Clarke was born in Simon’s Town near Cape Town, in 1929. Much of his work is inspired by this beautiful coastal village where he lived until 1972, when he was forced to move to Ocean View under the Group Areas Act. He left high school in 1944 and was a dock worker until 1956 when, aged 27, a three-month holiday to Teslaarsdal, a small farming village near Caledon in the South West Cape, began his artistic career.
With assistance from his lifelong friend, poet James Matthews, Clarke held his first solo exhibition in the newsroom of the newspaper The Golden City Post, in 1957. At that time he said: “Before my exhibition, I was just another coloured man. Our people took it for granted that only whites could do such things. Now they are becoming aware of the fact that we can do these things too; that we are human beings.”

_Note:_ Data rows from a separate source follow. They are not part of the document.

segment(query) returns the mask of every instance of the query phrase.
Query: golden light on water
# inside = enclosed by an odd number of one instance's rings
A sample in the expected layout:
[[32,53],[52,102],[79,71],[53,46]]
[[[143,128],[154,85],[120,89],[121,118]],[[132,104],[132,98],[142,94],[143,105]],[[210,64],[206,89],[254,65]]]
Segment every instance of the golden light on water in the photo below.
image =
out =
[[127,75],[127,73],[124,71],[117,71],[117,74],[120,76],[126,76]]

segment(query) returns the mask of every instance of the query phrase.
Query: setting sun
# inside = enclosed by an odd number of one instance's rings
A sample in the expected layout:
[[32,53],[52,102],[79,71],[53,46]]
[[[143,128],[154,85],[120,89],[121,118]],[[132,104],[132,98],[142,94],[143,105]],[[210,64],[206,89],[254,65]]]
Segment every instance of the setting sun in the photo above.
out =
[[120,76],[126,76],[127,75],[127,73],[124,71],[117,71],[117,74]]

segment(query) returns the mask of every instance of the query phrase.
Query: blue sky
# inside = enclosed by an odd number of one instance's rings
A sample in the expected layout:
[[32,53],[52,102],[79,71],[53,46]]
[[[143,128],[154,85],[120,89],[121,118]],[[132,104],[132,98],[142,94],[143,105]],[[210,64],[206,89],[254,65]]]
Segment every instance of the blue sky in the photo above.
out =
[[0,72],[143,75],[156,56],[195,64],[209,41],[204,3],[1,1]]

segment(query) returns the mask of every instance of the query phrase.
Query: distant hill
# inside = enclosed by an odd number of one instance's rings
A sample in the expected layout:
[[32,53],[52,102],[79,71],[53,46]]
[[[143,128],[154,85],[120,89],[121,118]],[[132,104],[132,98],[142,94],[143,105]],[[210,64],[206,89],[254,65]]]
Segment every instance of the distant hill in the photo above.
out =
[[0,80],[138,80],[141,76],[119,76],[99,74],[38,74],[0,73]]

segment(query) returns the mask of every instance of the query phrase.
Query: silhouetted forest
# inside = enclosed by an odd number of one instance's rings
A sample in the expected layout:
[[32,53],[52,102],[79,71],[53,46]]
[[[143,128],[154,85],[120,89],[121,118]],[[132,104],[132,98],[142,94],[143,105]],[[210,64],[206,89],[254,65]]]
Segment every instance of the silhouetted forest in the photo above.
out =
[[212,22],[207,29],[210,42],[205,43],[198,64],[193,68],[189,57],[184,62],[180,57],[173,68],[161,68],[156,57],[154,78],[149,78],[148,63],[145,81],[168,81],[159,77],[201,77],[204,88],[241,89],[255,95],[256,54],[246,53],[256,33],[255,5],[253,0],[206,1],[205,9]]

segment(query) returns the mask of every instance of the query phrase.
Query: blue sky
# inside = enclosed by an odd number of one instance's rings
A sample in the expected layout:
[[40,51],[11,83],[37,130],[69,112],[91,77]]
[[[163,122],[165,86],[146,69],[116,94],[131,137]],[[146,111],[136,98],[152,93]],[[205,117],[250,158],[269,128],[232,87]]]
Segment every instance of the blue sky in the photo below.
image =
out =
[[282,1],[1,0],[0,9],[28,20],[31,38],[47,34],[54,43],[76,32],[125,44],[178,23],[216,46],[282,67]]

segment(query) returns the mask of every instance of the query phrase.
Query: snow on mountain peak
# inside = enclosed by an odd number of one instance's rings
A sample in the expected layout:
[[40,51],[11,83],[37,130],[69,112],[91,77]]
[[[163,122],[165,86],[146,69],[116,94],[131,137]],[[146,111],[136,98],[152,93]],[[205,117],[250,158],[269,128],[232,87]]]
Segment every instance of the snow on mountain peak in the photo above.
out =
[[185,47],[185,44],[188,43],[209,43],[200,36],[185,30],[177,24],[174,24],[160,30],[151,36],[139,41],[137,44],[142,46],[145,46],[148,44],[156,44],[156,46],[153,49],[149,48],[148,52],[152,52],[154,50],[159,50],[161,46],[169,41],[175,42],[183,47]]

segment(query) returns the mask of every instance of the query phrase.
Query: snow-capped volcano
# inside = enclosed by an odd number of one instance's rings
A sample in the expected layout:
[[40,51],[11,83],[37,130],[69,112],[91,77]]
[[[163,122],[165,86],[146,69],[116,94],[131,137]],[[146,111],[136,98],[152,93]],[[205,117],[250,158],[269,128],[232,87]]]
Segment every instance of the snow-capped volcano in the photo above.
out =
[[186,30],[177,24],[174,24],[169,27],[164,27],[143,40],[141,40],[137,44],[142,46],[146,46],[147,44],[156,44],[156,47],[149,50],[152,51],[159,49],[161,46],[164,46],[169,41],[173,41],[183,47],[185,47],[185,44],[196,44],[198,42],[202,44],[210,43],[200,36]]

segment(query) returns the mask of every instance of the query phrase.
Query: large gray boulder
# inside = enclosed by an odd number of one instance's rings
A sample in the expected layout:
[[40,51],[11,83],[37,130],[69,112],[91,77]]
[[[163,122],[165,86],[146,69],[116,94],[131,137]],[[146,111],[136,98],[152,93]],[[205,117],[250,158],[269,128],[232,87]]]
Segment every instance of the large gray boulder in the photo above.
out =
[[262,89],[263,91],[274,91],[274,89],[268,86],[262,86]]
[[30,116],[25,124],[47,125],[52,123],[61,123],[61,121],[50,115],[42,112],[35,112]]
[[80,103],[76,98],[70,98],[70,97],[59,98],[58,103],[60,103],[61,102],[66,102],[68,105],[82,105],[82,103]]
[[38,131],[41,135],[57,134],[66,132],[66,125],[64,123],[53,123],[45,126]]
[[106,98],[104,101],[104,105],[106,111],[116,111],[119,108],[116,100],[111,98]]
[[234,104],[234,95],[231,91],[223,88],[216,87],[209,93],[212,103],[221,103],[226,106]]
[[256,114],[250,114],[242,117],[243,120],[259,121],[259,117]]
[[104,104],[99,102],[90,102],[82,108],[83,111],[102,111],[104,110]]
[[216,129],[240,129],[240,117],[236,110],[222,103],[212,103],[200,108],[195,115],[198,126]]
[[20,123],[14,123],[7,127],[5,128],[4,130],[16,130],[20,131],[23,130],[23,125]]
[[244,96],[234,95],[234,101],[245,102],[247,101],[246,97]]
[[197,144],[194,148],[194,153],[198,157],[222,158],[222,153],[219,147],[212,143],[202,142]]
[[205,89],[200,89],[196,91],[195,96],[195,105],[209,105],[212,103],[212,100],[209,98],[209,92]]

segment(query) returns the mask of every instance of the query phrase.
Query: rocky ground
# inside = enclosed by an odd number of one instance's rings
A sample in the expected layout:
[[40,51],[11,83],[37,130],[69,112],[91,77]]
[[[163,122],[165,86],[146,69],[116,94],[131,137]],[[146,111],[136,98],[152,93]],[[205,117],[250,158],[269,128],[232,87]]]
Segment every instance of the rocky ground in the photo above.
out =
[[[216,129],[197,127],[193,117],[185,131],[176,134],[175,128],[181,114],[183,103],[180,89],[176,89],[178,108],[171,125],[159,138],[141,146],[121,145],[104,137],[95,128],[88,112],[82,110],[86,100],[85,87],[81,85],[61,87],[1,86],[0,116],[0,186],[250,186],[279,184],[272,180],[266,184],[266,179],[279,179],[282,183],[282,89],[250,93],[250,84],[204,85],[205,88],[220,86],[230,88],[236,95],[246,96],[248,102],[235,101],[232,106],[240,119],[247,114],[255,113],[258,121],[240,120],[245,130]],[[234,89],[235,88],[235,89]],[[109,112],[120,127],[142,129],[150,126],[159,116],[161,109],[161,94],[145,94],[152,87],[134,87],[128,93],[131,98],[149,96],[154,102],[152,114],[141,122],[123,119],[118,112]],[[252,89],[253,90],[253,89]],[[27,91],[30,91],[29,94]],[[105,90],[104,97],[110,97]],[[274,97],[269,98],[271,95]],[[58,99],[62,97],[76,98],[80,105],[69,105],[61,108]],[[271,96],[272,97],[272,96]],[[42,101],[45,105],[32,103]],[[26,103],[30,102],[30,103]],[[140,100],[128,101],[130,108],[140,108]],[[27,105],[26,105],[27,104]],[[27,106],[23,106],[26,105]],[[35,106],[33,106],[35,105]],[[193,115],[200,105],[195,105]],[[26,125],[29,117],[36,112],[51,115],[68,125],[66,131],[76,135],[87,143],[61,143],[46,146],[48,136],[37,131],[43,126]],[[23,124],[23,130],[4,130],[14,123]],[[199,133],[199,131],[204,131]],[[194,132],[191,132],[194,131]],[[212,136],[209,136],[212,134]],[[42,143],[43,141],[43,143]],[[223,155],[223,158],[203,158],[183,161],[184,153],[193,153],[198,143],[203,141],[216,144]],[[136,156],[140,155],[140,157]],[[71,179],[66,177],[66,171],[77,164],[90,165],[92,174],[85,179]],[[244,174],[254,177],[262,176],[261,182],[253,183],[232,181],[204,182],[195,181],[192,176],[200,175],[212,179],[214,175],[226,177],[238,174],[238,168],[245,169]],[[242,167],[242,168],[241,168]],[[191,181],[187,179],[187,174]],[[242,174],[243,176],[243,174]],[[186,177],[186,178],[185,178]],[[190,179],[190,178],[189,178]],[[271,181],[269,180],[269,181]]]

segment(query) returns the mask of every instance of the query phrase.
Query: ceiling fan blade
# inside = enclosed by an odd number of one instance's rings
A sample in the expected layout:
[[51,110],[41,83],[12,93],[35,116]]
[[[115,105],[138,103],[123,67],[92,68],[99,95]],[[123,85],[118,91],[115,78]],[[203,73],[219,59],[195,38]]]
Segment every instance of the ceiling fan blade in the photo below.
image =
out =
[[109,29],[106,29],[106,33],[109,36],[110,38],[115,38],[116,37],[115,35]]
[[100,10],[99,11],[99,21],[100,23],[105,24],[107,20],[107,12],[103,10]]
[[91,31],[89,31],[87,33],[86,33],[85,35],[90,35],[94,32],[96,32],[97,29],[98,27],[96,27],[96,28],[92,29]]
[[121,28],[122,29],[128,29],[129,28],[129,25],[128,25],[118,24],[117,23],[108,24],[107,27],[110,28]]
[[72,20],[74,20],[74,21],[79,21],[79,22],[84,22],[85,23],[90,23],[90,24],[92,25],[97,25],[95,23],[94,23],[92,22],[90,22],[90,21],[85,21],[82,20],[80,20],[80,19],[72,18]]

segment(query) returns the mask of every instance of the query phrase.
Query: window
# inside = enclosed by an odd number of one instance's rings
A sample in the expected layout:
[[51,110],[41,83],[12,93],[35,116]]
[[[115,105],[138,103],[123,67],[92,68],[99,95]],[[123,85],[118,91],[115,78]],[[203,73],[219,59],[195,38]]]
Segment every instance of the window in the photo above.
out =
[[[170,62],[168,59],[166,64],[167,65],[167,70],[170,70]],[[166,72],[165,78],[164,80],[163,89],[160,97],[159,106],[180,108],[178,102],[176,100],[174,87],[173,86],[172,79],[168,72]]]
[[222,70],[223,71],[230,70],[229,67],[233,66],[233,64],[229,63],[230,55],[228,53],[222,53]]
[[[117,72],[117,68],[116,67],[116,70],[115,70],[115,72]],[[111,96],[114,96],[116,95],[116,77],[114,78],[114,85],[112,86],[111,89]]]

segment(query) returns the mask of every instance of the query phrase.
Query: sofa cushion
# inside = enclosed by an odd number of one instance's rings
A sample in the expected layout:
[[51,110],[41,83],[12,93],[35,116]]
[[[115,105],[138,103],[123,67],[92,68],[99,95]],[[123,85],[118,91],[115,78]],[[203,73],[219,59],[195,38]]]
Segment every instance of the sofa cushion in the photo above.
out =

Clarke was best known for his graphic prints, particularly his woodcuts, and in later years he moved into collage. He also used leather, glass, found objects and other mixed media to produce his colourful work. His artistic career spanned more than six decades and he produced a large number of works and appeared in many exhibitions. Nevertheless, despite this experience and exposure, it has been said that his work was not given the full recognition it deserves. Described as a “quiet chronicler”, his work offers a critique of South Africa’s social and political history over 60 years.